Everything you say makes perfect sense to me, and we will keep him whether it turns out that he can fly or not. Your friend’s arrangement sounds very much what I am thinking of. 

What amazes me is how attached we have got to him in just 10 days, his mannerisms are so like that of our cockatiel but his different character is already showing.

Anyway thanks again to all of you. Great message board ).

Philip


----------



## Nooti (Mar 14, 2002)

Hi Philip
So you were once a near neighbour. 
You can check Ron out at Wisbech but if the injury was a fracture then it's too late anyway to do anything as the callus which will already have formed will be holding bone together and probably in the wrong position. I seriously doubt a vet's strapping will have helped it although I could be wrong, but vets seem to go overboard when splinting a wing - quite forgetting that birds are very lightweight and the result is usually a splint or strap that is so heavy it drags the wing down at the shoulder causing more damage. My best successes have been splinted by just taping the affecting wing feathers to the tail feathers quite tightly. This holds the wing in the correct position so that when the fracture heals the wing is in the correct position for flying again. And it is very lightweight - doesn't drag the wing down at the shoulder.
If it is a dislocation it is still too late. In birds a dislocation needs to be replaced within a few hours for it to be successful.
Sorry to sound so pessimistic - just quoting from experience.
My guess is you got a pet pigeon.


----------



## Philip (May 13, 2003)

Just to summarise:

If he has a fractured wing it may or may not heal correctly. If it does he might fly, if it doesn’t he won’t.

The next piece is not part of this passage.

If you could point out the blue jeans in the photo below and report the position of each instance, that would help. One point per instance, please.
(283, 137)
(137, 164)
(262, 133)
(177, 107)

If he has a dislocated wing the strapping isn’t going to help and he won’t fly.

One last question (sorry about this) - in any of the above cases if we end up keeping him as a pet after the strapping comes off is it likely he will be in any pain or discomfort? In other words, is he going to enjoy life?

Anyway in the meantime this morning we have another visitor. Word has got round the village about Homer and a neighbour brought another racing pigeon this time a yearling female (I think). She looked like she was in a very bad way. Probably been lying in a garden since Saturday’s races. Her left leg is damaged in some way. She can’t put any weight on it at all just keels over on her side. Also she was absolutely skin and bone and very very weak. Not sure about her wings, she hasn’t moved them much at all although when I expanded them to look for a wing stamp they seemed ok. Her tail looks a little odd - held at a downward angle with quite an apparent bump on her rump (almost like she might be egg bound?), but this maybe just the effect of the useless leg or something. There is no apparent break in the lower part of her leg so it seems something may be wrong higher up ~sigh~. 

I’ve contacted the owner’s wife (in Hull) and the owner is due to ring back in about an hour or so after work. She says he will send Amtrak for her (the bird not the wife), but in the state she’s in I think a journey might finish her off and I wonder what he will do with a bird with a broken leg in any case.

Right now we have devised a kind of sling out of soft towelling with a slit for her legs and she is suspended from that in a warm box to keep her upright so that she can eat a little and drink, which she is doing at intervals. In between just hunching up in the sling and sleeping.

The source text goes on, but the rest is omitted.